Wealth
The value of a household's accumulated savings.
Aggregate Demand Curve
Shows the relationship between the aggregate price level and the quantity of aggregate output demanded.
Real Wealth Effect
The change in consumer spending caused by the altered purchasing power of consumers' assets.
Interest Rate Effect
The change in investment and consumer spending caused by altered interest rates due to changes in the demand for money.
Exchange Rate Effect
The change in net exports caused by a change in the value of the domestic currency.
Marginal Propensity to Consume (MPC)
The increase in consumer spending when disposable income rises by $1.
Marginal Propensity to Save (MPS)
The increase in household savings when disposable income rises by $1.
Expenditure Multiplier
The ratio of total change in real GDP caused by an autonomous change in aggregate spending.
Tax Multiplier
The factor by which a change in tax collections changes real GDP.
Aggregate Supply Curve
Shows the relationship between the aggregate price level and the quantity of aggregate output supplied in the economy.
Nominal Wage
The dollar amount of the wage paid.
Sticky Wages
Nominal wages that are slow to fall even in high unemployment.

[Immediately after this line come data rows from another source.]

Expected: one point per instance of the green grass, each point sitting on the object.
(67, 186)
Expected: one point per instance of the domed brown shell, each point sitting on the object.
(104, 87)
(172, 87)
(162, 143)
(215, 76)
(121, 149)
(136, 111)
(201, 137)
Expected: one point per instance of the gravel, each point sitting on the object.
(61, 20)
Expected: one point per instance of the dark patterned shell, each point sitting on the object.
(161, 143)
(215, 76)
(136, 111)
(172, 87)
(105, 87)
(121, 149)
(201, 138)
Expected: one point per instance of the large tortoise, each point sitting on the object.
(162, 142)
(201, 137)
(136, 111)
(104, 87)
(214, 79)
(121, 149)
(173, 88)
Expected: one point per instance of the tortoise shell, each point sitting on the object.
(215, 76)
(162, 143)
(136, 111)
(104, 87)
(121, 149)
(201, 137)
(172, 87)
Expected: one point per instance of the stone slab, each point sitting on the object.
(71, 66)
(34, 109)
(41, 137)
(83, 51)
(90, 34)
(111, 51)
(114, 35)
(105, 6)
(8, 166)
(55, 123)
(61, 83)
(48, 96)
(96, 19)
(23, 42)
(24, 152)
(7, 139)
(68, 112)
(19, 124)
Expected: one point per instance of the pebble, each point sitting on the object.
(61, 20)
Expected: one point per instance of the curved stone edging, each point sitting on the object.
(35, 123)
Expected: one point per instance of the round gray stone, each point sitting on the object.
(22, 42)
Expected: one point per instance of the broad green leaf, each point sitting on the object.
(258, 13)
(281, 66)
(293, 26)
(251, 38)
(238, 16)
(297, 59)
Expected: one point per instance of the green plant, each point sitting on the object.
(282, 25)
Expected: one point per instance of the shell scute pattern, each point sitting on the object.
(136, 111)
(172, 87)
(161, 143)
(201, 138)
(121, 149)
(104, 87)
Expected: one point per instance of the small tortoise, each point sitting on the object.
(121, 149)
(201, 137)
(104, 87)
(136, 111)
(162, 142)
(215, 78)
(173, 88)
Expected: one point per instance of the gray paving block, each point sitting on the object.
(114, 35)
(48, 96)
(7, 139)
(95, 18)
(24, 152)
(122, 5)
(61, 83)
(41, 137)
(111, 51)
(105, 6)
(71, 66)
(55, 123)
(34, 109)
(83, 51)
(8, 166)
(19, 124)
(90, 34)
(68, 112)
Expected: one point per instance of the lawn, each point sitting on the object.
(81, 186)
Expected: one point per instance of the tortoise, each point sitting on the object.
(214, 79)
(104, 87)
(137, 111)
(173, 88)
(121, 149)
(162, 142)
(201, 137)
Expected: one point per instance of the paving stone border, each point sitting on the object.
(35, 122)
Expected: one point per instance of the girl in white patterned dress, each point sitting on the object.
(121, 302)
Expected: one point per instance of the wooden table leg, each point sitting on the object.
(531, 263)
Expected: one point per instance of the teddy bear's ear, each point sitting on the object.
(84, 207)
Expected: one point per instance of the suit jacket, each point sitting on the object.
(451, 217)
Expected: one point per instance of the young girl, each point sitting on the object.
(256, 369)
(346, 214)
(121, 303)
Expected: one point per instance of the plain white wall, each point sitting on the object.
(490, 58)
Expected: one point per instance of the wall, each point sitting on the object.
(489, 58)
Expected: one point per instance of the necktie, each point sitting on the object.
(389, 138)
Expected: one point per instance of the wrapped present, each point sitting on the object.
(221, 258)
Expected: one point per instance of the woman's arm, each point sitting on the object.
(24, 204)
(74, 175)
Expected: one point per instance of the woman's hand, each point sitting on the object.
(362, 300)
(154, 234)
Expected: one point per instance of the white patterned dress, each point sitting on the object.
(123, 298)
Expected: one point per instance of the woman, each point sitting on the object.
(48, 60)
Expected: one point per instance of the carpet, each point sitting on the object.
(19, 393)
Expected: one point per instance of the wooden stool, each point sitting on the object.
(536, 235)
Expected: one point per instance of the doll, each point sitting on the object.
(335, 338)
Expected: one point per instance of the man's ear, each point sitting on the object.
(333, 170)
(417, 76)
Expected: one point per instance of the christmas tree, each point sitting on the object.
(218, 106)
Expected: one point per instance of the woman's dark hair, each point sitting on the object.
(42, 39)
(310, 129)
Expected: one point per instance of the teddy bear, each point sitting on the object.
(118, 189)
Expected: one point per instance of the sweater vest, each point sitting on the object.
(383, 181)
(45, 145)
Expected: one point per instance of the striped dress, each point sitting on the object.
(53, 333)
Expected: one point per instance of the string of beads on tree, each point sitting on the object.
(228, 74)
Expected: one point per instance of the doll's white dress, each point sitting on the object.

Short-Run Aggregate Supply Curve
Shows the positive relationship between the aggregate price level and the quantity of aggregate output supplied in the short-run.
Short Run
The time period in which many production costs are not fully flexible.
Long Run
The time period in which all prices, including wages, are fully flexible.
Long-Run Aggregate Supply Curve
Shows the relationship between the aggregate price level and the quantity of aggregate output supplied if all prices were fully flexible.
Full-Employment Output
The level of real GDP the economy can produce if all resources are fully employed.
Short-Run Macroeconomic Equilibrium
Occurs where the quantity of aggregate output supplied equals the quantity demanded.
Long-Run Macroeconomic Equilibrium
Occurs when short-run macroeconomic equilibrium is at the full employment level of output.
Output Gap
The difference between actual output and full employment output.
Demand Shock
An event that shifts the aggregate demand curve.
Supply Shock
An event that shifts the short-run aggregate supply curve.
Stagflation
The combination of inflation and stagnating aggregate output.
Long-Run Self Adjustment
The process that brings the economy back to equilibrium after a shock without government intervention.
Fiscal Policy
The use of government purchases, transfers, or tax policy to stabilize the economy.
Expansionary Fiscal Policy
Increases aggregate demand to close a recessionary gap.
Contractionary Fiscal Policy
Decreases aggregate demand to close an inflationary gap.
Discretionary Fiscal Policy
Fiscal policy resulting from deliberate actions by policy makers.
Automatic Stabilizers
Government rules that automatically adjust spending and taxation during economic changes.